Hackers Using Rogue Versions of KeePass and SolarWinds Software to Distribute RomCom RAT
The operators of RomCom RAT are continuing to evolve their campaigns with rogue versions of software such as SolarWinds Network Performance Monitor, KeePass password manager, and PDF Reader Pro.
Targets of the operation consist of victims in Ukraine and select English-speaking countries like the U.K.
“Given the geography of the targets and the current geopolitical situation, it’s unlikely that the RomCom RAT threat actor is cybercrime-motivated,” the BlackBerry Threat Research and Intelligence Team said in a new analysis.
The latest findings come a week after the Canadian cybersecurity company disclosed a spear-phishing campaign aimed at Ukrainian entities to deploy a remote access trojan called RomCom RAT.
The unknown threat actor has also been observed leveraging trojanized variants of Advanced IP Scanner and pdfFiller as droppers to distribute the implant.

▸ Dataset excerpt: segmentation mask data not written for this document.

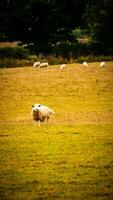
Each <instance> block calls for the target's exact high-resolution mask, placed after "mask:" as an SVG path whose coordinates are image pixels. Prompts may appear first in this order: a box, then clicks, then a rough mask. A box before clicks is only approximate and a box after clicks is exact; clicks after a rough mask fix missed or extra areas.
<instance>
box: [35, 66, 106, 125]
mask: <svg viewBox="0 0 113 200" xmlns="http://www.w3.org/2000/svg"><path fill="white" fill-rule="evenodd" d="M48 65H49V64H48V62H44V63H40V62H35V63H34V64H33V68H34V67H37V66H38V67H39V68H42V67H48ZM82 65H83V66H85V67H88V63H87V62H83V63H82ZM105 66H106V63H105V62H101V63H100V67H105ZM65 68H66V64H61V65H60V70H61V71H62V70H64V69H65ZM54 113H55V112H54V111H53V110H52V109H50V108H49V107H47V106H45V105H42V104H35V105H32V111H31V114H32V118H33V120H34V121H35V122H36V123H37V122H38V124H39V125H40V124H41V123H43V122H45V121H47V122H49V120H50V117H51V115H52V114H54Z"/></svg>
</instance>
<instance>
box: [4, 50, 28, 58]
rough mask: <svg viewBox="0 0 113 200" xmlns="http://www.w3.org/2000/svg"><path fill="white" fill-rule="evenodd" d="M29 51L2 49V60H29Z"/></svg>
mask: <svg viewBox="0 0 113 200" xmlns="http://www.w3.org/2000/svg"><path fill="white" fill-rule="evenodd" d="M28 56H29V51H28V50H27V49H25V48H24V47H0V58H2V59H3V58H14V59H27V58H28Z"/></svg>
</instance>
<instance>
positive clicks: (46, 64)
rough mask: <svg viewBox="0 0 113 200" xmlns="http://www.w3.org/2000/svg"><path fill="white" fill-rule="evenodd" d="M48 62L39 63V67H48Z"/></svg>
mask: <svg viewBox="0 0 113 200" xmlns="http://www.w3.org/2000/svg"><path fill="white" fill-rule="evenodd" d="M48 65H49V64H48V62H45V63H41V64H40V65H39V67H40V68H42V67H48Z"/></svg>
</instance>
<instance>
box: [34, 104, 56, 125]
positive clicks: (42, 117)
mask: <svg viewBox="0 0 113 200" xmlns="http://www.w3.org/2000/svg"><path fill="white" fill-rule="evenodd" d="M54 113H55V112H54V111H53V110H52V109H50V108H49V107H47V106H44V105H41V104H35V105H32V111H31V114H32V117H33V120H34V121H35V122H39V125H40V123H41V122H42V123H43V122H44V121H47V122H48V120H49V119H50V116H51V115H52V114H54Z"/></svg>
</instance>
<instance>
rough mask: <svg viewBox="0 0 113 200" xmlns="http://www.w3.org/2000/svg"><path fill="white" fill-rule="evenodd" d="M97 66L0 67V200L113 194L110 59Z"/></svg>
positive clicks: (112, 98) (93, 197)
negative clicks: (47, 118) (40, 123)
mask: <svg viewBox="0 0 113 200" xmlns="http://www.w3.org/2000/svg"><path fill="white" fill-rule="evenodd" d="M99 64H100V63H89V66H88V67H84V66H82V65H81V64H69V65H68V66H67V68H66V69H65V70H64V71H60V67H59V66H49V67H48V68H40V69H39V68H35V69H33V68H32V67H22V68H8V69H7V68H3V69H0V92H1V94H0V199H1V200H46V199H51V200H56V199H58V200H75V199H76V200H85V199H87V200H97V199H98V200H112V199H113V62H107V66H106V67H105V68H100V67H99ZM34 103H42V104H45V105H47V106H49V107H50V108H52V109H53V110H55V114H54V115H53V116H52V118H51V124H50V125H48V124H44V125H42V126H40V127H39V126H36V125H35V124H34V122H33V120H32V118H31V115H30V112H31V108H32V104H34Z"/></svg>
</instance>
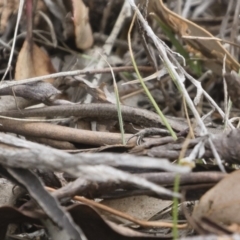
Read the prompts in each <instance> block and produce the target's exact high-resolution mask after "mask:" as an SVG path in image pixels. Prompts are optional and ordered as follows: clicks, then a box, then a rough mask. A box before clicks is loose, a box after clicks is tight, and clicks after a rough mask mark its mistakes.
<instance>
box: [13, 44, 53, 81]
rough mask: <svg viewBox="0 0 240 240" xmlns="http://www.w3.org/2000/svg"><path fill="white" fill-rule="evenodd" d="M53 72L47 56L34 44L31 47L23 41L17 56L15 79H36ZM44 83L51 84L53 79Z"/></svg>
mask: <svg viewBox="0 0 240 240" xmlns="http://www.w3.org/2000/svg"><path fill="white" fill-rule="evenodd" d="M54 72H55V69H54V67H53V65H52V63H51V60H50V59H49V57H48V55H47V54H46V53H45V52H44V51H43V50H42V49H41V48H39V47H38V46H37V45H36V44H35V43H33V44H32V45H31V44H30V43H29V42H28V41H27V40H25V42H24V43H23V46H22V48H21V51H20V53H19V55H18V59H17V64H16V71H15V79H16V80H21V79H26V78H31V77H38V76H43V75H47V74H51V73H54ZM45 81H46V82H49V83H53V82H54V79H52V78H49V79H47V80H45Z"/></svg>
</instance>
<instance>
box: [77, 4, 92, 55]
mask: <svg viewBox="0 0 240 240" xmlns="http://www.w3.org/2000/svg"><path fill="white" fill-rule="evenodd" d="M72 2H73V22H74V26H75V43H76V46H77V47H78V48H80V49H83V50H85V49H88V48H90V47H91V46H92V44H93V34H92V29H91V26H90V23H89V20H88V8H87V7H86V6H85V4H84V3H83V2H82V0H73V1H72Z"/></svg>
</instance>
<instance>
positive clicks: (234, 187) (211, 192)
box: [192, 170, 240, 225]
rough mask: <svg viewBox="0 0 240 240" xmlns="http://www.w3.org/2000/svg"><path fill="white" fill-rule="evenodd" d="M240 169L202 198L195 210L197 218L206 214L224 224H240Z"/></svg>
mask: <svg viewBox="0 0 240 240" xmlns="http://www.w3.org/2000/svg"><path fill="white" fill-rule="evenodd" d="M239 182H240V170H238V171H234V172H233V173H231V174H229V175H228V176H227V177H225V178H224V179H223V180H221V181H220V182H219V183H218V184H217V185H216V186H215V187H213V188H212V189H210V190H209V191H208V192H207V193H206V194H204V196H203V197H202V198H201V199H200V202H199V204H198V205H197V206H196V207H195V209H194V211H193V215H192V216H193V218H194V219H196V220H199V219H201V218H202V217H204V216H206V217H208V218H210V219H214V221H215V222H221V223H223V224H227V225H229V224H233V223H236V224H240V215H239V214H236V213H238V212H239V210H240V185H239Z"/></svg>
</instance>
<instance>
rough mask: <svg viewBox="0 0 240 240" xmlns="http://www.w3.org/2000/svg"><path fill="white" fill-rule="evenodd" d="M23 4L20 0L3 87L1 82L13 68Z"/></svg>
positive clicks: (4, 73) (21, 0)
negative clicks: (18, 30) (11, 43)
mask: <svg viewBox="0 0 240 240" xmlns="http://www.w3.org/2000/svg"><path fill="white" fill-rule="evenodd" d="M23 5H24V0H20V2H19V7H18V16H17V22H16V27H15V31H14V36H13V44H12V49H11V53H10V57H9V60H8V66H7V69H6V71H5V73H4V75H3V77H2V79H1V83H0V87H1V84H2V83H3V80H4V79H5V77H6V75H7V74H8V72H9V69H10V68H11V63H12V58H13V53H14V49H15V43H16V38H17V32H18V27H19V23H20V19H21V16H22V11H23Z"/></svg>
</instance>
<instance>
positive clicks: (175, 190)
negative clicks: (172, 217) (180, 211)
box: [172, 174, 180, 240]
mask: <svg viewBox="0 0 240 240" xmlns="http://www.w3.org/2000/svg"><path fill="white" fill-rule="evenodd" d="M179 185H180V175H179V174H176V176H175V180H174V188H173V191H174V193H178V192H179ZM172 215H173V228H172V234H173V239H174V240H176V239H177V238H178V228H177V224H178V198H176V197H174V198H173V208H172Z"/></svg>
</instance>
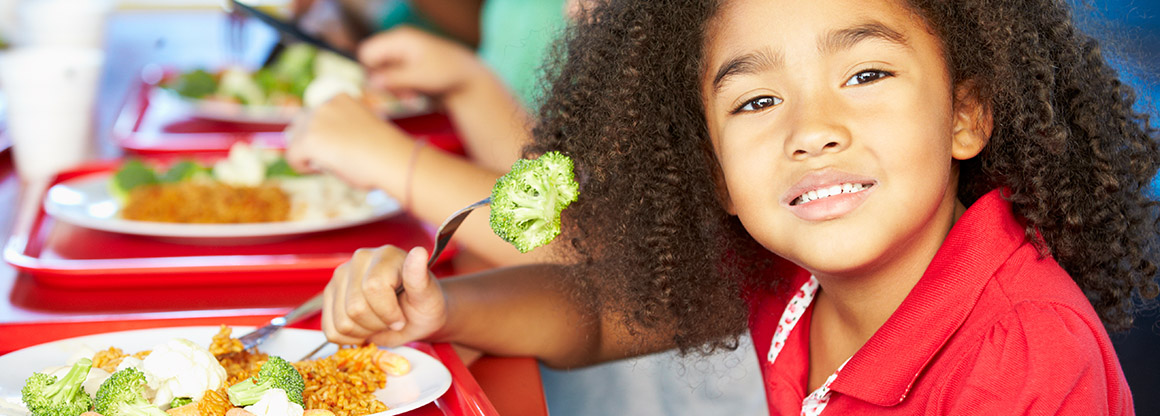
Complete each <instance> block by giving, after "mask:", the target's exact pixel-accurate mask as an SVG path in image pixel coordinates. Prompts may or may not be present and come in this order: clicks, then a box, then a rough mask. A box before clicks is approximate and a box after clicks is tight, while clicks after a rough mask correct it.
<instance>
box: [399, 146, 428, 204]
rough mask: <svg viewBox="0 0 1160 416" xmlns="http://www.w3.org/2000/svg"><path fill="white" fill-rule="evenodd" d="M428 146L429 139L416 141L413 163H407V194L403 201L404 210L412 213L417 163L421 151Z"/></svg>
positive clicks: (406, 190)
mask: <svg viewBox="0 0 1160 416" xmlns="http://www.w3.org/2000/svg"><path fill="white" fill-rule="evenodd" d="M425 146H427V139H415V147H413V148H412V149H411V161H409V162H407V183H406V187H407V188H406V192H405V194H404V199H403V210H404V211H406V212H411V188H413V187H412V182H413V180H414V175H415V163H416V162H418V161H419V151H422V148H423V147H425Z"/></svg>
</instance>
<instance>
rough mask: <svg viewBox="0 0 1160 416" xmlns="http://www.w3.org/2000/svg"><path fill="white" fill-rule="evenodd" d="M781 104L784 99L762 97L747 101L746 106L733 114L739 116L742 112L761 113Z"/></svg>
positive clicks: (733, 110) (762, 95)
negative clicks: (742, 111) (741, 111)
mask: <svg viewBox="0 0 1160 416" xmlns="http://www.w3.org/2000/svg"><path fill="white" fill-rule="evenodd" d="M781 103H782V98H778V97H775V96H769V95H762V96H760V97H756V98H753V100H749V101H746V102H745V103H744V104H741V107H738V108H737V109H734V110H733V114H738V112H741V111H760V110H763V109H766V108H769V107H774V105H777V104H781Z"/></svg>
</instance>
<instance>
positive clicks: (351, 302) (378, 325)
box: [346, 247, 398, 335]
mask: <svg viewBox="0 0 1160 416" xmlns="http://www.w3.org/2000/svg"><path fill="white" fill-rule="evenodd" d="M387 249H390V247H387ZM378 251H379V250H378V249H368V248H361V249H358V250H357V251H355V257H357V258H358V261H357V262H355V263H354V264H355V265H357V267H361V268H362V270H358V269H354V267H355V265H353V267H351V273H350V277H349V278H348V279H347V301H346V315H347V316H349V318H350V320H351V321H353V322H354V323H355V324H356V326H358V330H360V331H367V333H370V334H372V333H377V331H380V330H383V329H386V323H385V322H391V321H390V320H387V319H389V318H390V315H387V316H379V315H378V314H376V311H375V309H374V308H372V307H371V302H372V301H374V302H379V304H382V302H384V301H386V302H387V304H389V305H391V304H393V298H394V293H391V295H390V298H392V299H385V300H384V299H375V298H374V297H372V294H371V293H368V292H367V291H365V290H364V287H363V283H364V282H365V280H368V279H371V280H387V282H392V280H396V278H393V277H392V276H390V275H387V276H379V275H378V273H376V270H375V267H376V264H377V263H378V257H379V253H378ZM387 284H390V283H387ZM394 308H396V309H397V308H398V307H397V306H396V307H394ZM385 311H386V312H390V307H387V308H385ZM368 335H369V334H368Z"/></svg>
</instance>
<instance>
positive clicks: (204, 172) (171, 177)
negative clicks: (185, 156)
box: [157, 160, 210, 183]
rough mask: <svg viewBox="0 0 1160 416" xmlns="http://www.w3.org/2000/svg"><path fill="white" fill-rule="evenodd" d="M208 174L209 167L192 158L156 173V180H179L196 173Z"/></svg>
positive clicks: (157, 180) (169, 180)
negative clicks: (190, 159)
mask: <svg viewBox="0 0 1160 416" xmlns="http://www.w3.org/2000/svg"><path fill="white" fill-rule="evenodd" d="M203 173H204V174H209V173H210V168H206V167H204V166H202V165H201V163H198V162H195V161H193V160H182V161H180V162H176V163H174V165H173V166H171V167H169V170H166V171H165V173H164V174H160V175H157V181H158V182H161V183H173V182H181V181H184V180H188V178H190V177H194V176H196V175H198V174H203Z"/></svg>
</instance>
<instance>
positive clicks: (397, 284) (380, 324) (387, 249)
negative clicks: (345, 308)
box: [362, 246, 405, 330]
mask: <svg viewBox="0 0 1160 416" xmlns="http://www.w3.org/2000/svg"><path fill="white" fill-rule="evenodd" d="M403 256H404V254H403V250H400V249H399V248H398V247H393V246H387V247H383V248H379V249H378V250H376V254H375V256H374V257H372V258H371V260H370V262H369V264H368V265H367V273H365V275H363V278H362V291H363V295H364V298H365V299H367V300H368V307H369V308H370V309H371V311H372V313H374V314H375V316H376V318H377V320H378V324H379V326H378V328H377V329H378V330H383V329H387V328H390V329H397V328H400V327H401V326H403V324H404V322H405V321H404V315H403V311H401V309H400V307H399V298H398V294H396V287H399V285H401V284H403V283H401V282H399V270H400V268H401V265H403V264H401V263H403Z"/></svg>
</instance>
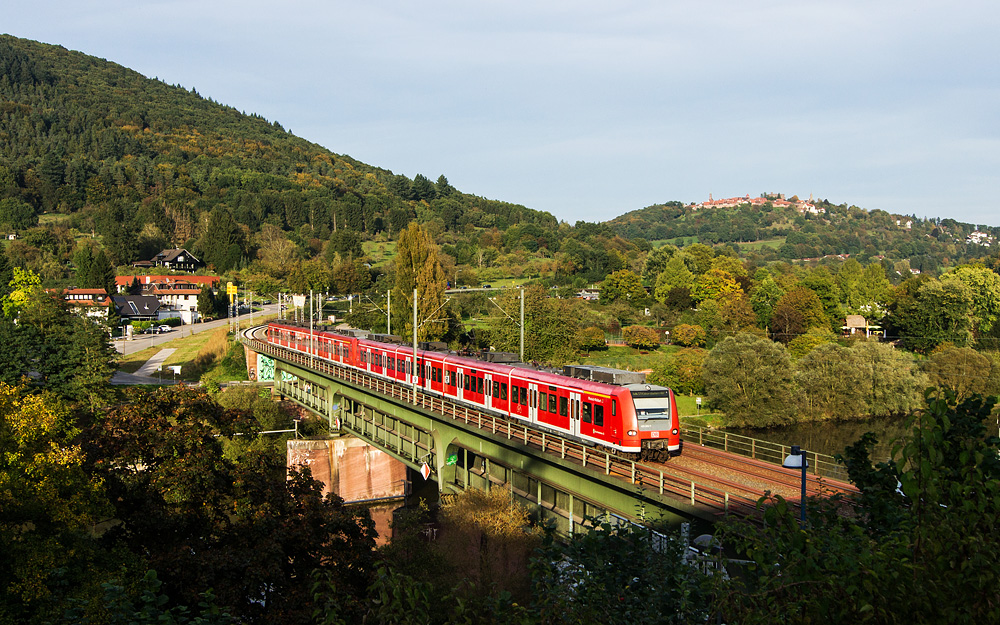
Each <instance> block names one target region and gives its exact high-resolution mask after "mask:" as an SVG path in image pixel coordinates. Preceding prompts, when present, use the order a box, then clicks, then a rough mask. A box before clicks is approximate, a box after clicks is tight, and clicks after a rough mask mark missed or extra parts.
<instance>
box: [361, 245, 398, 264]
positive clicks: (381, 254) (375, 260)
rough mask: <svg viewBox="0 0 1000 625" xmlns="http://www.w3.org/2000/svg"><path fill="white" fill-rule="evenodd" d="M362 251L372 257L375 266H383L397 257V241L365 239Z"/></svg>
mask: <svg viewBox="0 0 1000 625" xmlns="http://www.w3.org/2000/svg"><path fill="white" fill-rule="evenodd" d="M361 251H362V252H364V254H365V256H367V257H368V258H370V259H372V265H373V266H375V267H381V266H383V265H386V264H388V263H390V262H392V259H393V258H395V257H396V242H395V241H364V242H362V243H361Z"/></svg>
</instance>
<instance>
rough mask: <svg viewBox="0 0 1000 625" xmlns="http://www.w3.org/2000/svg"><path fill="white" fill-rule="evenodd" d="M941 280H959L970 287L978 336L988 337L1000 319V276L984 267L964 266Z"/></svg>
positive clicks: (974, 266)
mask: <svg viewBox="0 0 1000 625" xmlns="http://www.w3.org/2000/svg"><path fill="white" fill-rule="evenodd" d="M941 280H942V281H948V280H958V281H959V282H961V283H962V284H964V285H966V286H967V287H969V290H970V291H971V292H972V316H973V318H974V324H975V332H976V335H977V337H985V336H988V335H989V334H990V333H991V332H992V330H993V328H994V326H995V325H996V322H997V319H998V318H1000V276H998V275H997V274H996V272H994V271H993V270H991V269H987V268H986V267H983V266H982V265H963V266H961V267H957V268H956V269H955V270H954V271H951V272H949V273H946V274H944V275H943V276H941Z"/></svg>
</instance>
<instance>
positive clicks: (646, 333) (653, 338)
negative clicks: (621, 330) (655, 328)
mask: <svg viewBox="0 0 1000 625" xmlns="http://www.w3.org/2000/svg"><path fill="white" fill-rule="evenodd" d="M622 340H623V341H625V344H626V345H628V346H629V347H632V348H634V349H656V348H658V347H659V346H660V335H659V334H657V333H656V330H654V329H653V328H647V327H646V326H628V327H627V328H623V329H622Z"/></svg>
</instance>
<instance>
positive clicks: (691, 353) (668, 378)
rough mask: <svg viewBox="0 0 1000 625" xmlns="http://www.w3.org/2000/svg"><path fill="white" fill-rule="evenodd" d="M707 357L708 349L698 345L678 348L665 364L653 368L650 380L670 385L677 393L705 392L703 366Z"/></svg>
mask: <svg viewBox="0 0 1000 625" xmlns="http://www.w3.org/2000/svg"><path fill="white" fill-rule="evenodd" d="M707 357H708V350H705V349H699V348H697V347H695V348H685V349H681V350H678V351H676V352H674V353H673V354H672V355H671V356H670V358H669V359H668V360H667V362H666V363H665V364H664V365H663V366H660V367H654V368H653V372H652V373H650V374H649V381H650V382H652V383H654V384H660V385H662V386H668V387H670V388H672V389H673V390H674V392H675V393H684V394H687V395H694V394H696V393H697V394H702V393H704V392H705V381H704V379H703V378H702V367H703V366H704V364H705V359H706V358H707Z"/></svg>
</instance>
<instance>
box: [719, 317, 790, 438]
mask: <svg viewBox="0 0 1000 625" xmlns="http://www.w3.org/2000/svg"><path fill="white" fill-rule="evenodd" d="M703 378H704V380H705V392H706V394H707V395H708V399H709V401H710V402H711V404H712V406H713V407H715V408H717V409H719V410H722V411H723V412H724V413H725V415H726V423H727V424H728V425H750V426H755V427H768V426H772V425H780V424H782V423H788V422H790V421H791V419H792V416H793V415H794V404H793V403H792V402H791V401H790V398H791V393H792V367H791V360H790V358H789V357H788V352H787V351H786V350H785V347H784V346H783V345H781V344H779V343H775V342H774V341H770V340H768V339H766V338H763V337H759V336H755V335H752V334H738V335H736V336H735V337H727V338H725V339H723V340H722V341H721V342H720V343H718V344H717V345H716V346H715V347H714V348H713V349H712V351H711V353H709V355H708V358H707V359H706V360H705V365H704V367H703Z"/></svg>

The latest iteration of the campaign entails setting up decoy lookalike websites with a similar domain name, followed by uploading a malware-laced installer bundle of the malicious software, and then sending phishing emails to targeted victims.
|Fake Keypass website|
|Fake SolarWinds website|
“While downloading a free trial from the spoofed SolarWinds site, a legitimate registration form appears,” the researchers explained.
“If filled out, real SolarWinds sales personnel might contact the victim to follow up on the product trial. That technique misleads the victim into believing that the recently downloaded and installed application is completely legitimate.”
It’s not just SolarWinds software. Other impersonated versions involve the popular password manager KeePass and PDF Reader Pro, including in the Ukrainian language.
The use of RomCom RAT has also been linked to threat actors associated with the Cuba ransomware and Industrial Spy, according to Palo Alto Networks Unit 42, which is tracking the ransomware group under the constellation-themed moniker Tropical Scorpius.
Given the interconnected nature of the cybercriminal ecosystem, it’s not immediately evident if the two sets of activities share any connections or if the malware is offered for sale as a service to other threat actors.